Autism Spectrum Disorders (ASD), grouping besides autism, a wider spectrum of symptoms, refer to a series of abnormal manifestations of cognitive development that can emerge in babies between 6 and 24 months, for example: deficiency in verbal and non-verbal communication, deficiency in social interactions, repetitive and stereotyped behaviours. Autism is classified as neurological pathology and it has been detected for the first time in the early years of 1900. Since then the disease has been object of study, because what triggers it has not been identified yet, even if undeniably a genetic component seems to play an essential role. Notably, researches focused on early diagnosis, because it has been observed that it is fundamental to detect the pathology as soon as possible, in order to tailor appropriate interventions, for the benefit of present and future baby’s life.

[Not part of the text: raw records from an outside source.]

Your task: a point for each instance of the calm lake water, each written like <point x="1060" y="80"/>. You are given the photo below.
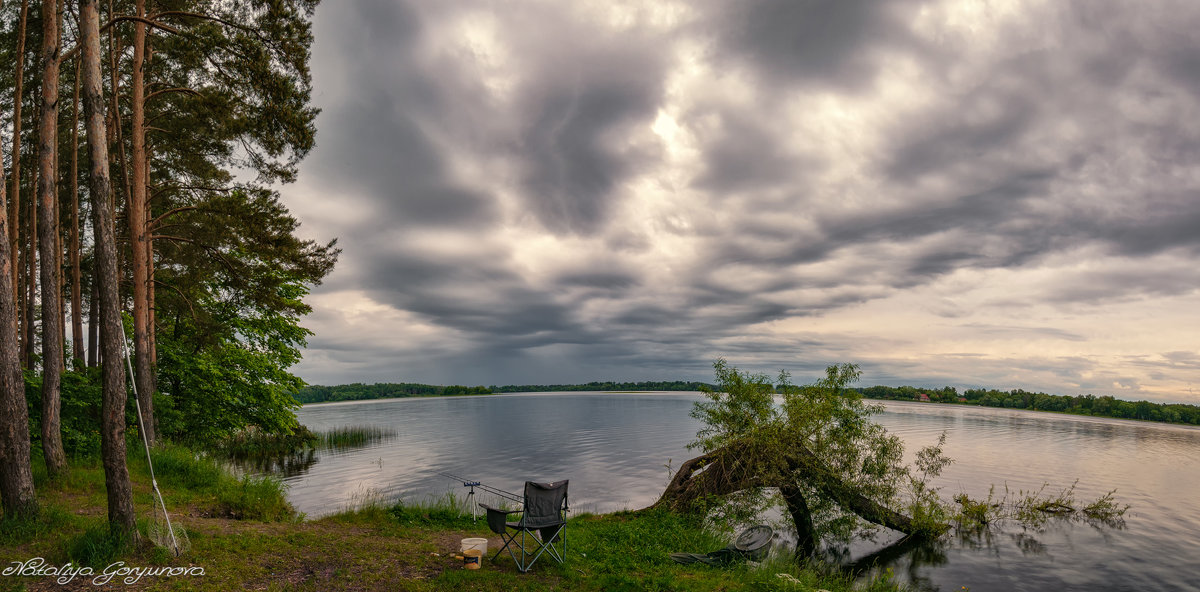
<point x="615" y="448"/>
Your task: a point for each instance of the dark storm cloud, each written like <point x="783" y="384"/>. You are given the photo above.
<point x="819" y="42"/>
<point x="579" y="113"/>
<point x="745" y="154"/>
<point x="375" y="138"/>
<point x="1073" y="139"/>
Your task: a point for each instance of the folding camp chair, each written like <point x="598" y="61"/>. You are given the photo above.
<point x="543" y="518"/>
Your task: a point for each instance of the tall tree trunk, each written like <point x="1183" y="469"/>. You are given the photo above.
<point x="15" y="198"/>
<point x="93" y="318"/>
<point x="31" y="274"/>
<point x="77" y="344"/>
<point x="16" y="473"/>
<point x="117" y="476"/>
<point x="47" y="233"/>
<point x="137" y="220"/>
<point x="29" y="270"/>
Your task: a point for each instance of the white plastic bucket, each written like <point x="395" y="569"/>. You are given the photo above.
<point x="477" y="544"/>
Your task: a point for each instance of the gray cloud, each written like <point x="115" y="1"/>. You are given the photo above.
<point x="526" y="219"/>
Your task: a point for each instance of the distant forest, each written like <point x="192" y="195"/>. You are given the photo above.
<point x="1017" y="399"/>
<point x="358" y="392"/>
<point x="605" y="386"/>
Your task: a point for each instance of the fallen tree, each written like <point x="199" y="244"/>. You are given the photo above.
<point x="835" y="471"/>
<point x="831" y="466"/>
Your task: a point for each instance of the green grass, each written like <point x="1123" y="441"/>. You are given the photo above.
<point x="375" y="544"/>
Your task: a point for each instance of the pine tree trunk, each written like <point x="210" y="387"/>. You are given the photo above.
<point x="16" y="474"/>
<point x="47" y="233"/>
<point x="15" y="198"/>
<point x="117" y="476"/>
<point x="29" y="270"/>
<point x="93" y="320"/>
<point x="137" y="220"/>
<point x="77" y="344"/>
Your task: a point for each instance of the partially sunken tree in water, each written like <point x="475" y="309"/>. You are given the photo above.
<point x="835" y="471"/>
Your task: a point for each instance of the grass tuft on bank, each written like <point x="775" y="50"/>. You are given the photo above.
<point x="246" y="536"/>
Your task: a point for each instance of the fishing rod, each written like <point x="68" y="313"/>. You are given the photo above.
<point x="487" y="489"/>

A recent study by Carolina Institute for Developmental Disabilities from University of North Carolina applies neuroimaging techniques with the aim of identifying babies having the highest risk to develop the pathology, in the frame of early diagnosis (http://stm.sciencemag.org/content/9/393/eaag2882). They used functional magnetic resonance on 6 months old babies to detect brain areas that show abnormalities and that therefore could be an indicator of future development of ASD. The study involves also the implementation of machine learning techniques for correct automatic detection of neural connections.
However, this is not the only possible approach: here in Ab.Acus we focused on ASD early diagnosis, but exploiting a behavioural criterion. It has been observed that there is a correlation between involuntary movements of limbs typical in newborn babies (so called general movements) and the possibility to develop some neurological deficits: if abnormalities are detected in these movements, an atypical neuromotor development could later appear (https://www.ncbi.nlm.nih.gov/pubmed/18403821). This is the starting point of our work, aiming at assessing a correlation between general movements and ASD. So far, general movements have been observed mainly qualitatively, involving an operator’s contribution in terms of a “by eye” analysis, so we thought to improve this approach, making the analysis process easier and quantitative.